1988 Cork Senior Football Championship
- Dates: 24 April 1988 – 30 October 1988
- Teams: 22
- Champions: Nemo Rangers (9th title) Ephie Fitzgerald (captain) Billy Morgan (manager)
- Runners-up: Duhallow John Fintan Daly (manager)

Tournament statistics
- Matches played: 23
- Goals scored: 37 (1.61 per match)
- Points scored: 401 (17.43 per match)
- Top scorer(s): Niall O'Connor (1-25)

= 1988 Cork Senior Football Championship =

Gaelic football competition

The 1988 Cork Senior Football Championship was the 100th staging of the Cork Senior Football Championship since its establishment by the Cork County Board in 1887. The draw for the opening round fixtures took place on 13 December 1987. The championship began on 24 April 1988 and ended on 30 October 1988.

Nemo Rangers entered the championship as the defending champions.

On 30 October 1988, Nemo Rangers won the championship following a 2-08 to 0-10 defeat of Duhallow in the final. This was their ninth championship title overall and their second title in succession.

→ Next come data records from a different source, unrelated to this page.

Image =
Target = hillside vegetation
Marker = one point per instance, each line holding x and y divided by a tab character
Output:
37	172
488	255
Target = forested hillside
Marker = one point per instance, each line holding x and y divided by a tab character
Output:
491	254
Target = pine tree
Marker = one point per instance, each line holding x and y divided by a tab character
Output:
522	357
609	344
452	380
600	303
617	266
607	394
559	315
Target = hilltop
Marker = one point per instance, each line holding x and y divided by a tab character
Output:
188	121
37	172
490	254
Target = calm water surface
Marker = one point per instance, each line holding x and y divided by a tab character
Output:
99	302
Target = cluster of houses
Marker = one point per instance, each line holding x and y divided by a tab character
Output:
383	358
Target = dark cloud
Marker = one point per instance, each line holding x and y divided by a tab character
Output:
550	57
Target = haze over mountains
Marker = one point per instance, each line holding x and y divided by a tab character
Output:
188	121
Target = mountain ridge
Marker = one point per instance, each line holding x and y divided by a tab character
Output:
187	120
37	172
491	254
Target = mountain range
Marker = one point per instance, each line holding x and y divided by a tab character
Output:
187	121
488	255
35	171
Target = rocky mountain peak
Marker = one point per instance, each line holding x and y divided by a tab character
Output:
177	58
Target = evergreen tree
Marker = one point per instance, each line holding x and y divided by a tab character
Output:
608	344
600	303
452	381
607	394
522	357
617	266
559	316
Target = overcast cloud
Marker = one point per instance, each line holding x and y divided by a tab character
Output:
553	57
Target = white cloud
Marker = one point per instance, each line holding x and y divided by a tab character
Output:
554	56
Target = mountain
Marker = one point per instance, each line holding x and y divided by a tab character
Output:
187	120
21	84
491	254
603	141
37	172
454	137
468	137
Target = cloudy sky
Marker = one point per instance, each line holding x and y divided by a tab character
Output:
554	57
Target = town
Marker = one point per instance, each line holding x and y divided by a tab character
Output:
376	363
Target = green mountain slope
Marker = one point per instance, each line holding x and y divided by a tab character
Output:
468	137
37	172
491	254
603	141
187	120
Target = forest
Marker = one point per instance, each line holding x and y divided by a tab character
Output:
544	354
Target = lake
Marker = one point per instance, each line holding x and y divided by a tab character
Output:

Duhallow's Niall O'Connor was the championship's top scorer with 1-25.

==Team changes==
===To Championship===

Promoted from the Cork Intermediate Football Championship
- Glanmire

===From Championship===

Regraded to the Cork Intermediate Football Championship
- Passage

==Championship statistics==
===Top scorers===

| Rank | Player | Club | Tally | Total | Matches | Average |
| 1 | Niall O'Connor | Duhallow | 1-25 | 28 | 5 | 5.60 |
| 2 | Eoin O'Mahony | Nemo Rangers | 2-15 | 21 | 5 | 4.20 |
| 3 | Ephie Fitzgerald | Nemo Rangers | 2-13 | 19 | 5 | 3.80 |
| 4 | Mick McCarthy | O'Donovan Rossa | 1-14 | 17 | 3 | 5.66 |
| 5 | Ronan Sheehan | Avondhu | 0-16 | 16 | 4 | 4.00 |
| 6 | Dinny Allen | Nemo Rangers | 3-06 | 15 | 5 | 3.00 |
| Paul McGrath | Bishopstown | 0-15 | 15 | 3 | 5.00 |
| 8 | Tony Nation | Nemo Rangers | 1-11 | 14 | 5 | 2.80 |
| 9 | John Neville | Muskerry | 1-08 | 11 | 2 | 5.50 |
| John Barrett | Avondhu | 1-08 | 11 | 3 | 3.66 |
| Teddy McCarthy | Glanmire | 0-11 | 11 | 4 | 2.75 |

- Top scorers in a single game

| Rank | Player | Club | Tally | Total | Opposition |
| 1 | Ephie Fitzgerald | Nemo Rangers | 1-09 | 12 | St Michael's |
| 2 | Eoin O'Mahony | Nemo Rangers | 2-03 | 9 | Millstreet |
| Niall O'Connor | Duhallow | 1-06 | 9 | Muskerry |
| Mick McCarthy | O'Donovan Rossa | 0-09 | 9 | Carbery |
| 5 | Tony Nation | Nemo Rangers | 0-09 | 9 | Glanmire |
| 6 | Ger Manley | Muskerry | 1-04 | 7 | St. Nicholas' |
| John Neville | Muskerry | 1-04 | 7 | St. Nicholas' |
| John Barrett | Avondhu | 1-04 | 7 | Bishopstown |
| Paul McGrath | Bishopstown | 0-07 | 7 | Avondhu |
| Niall O'Connor | Duhallow | 0-07 | 7 | Bishopstown |
| Niall O'Connor | Duhallow | 0-07 | 7 | Nemo Rangers |

===Miscellaneous===

- Glanmire qualified for the semi-finals of the championship for the very first time.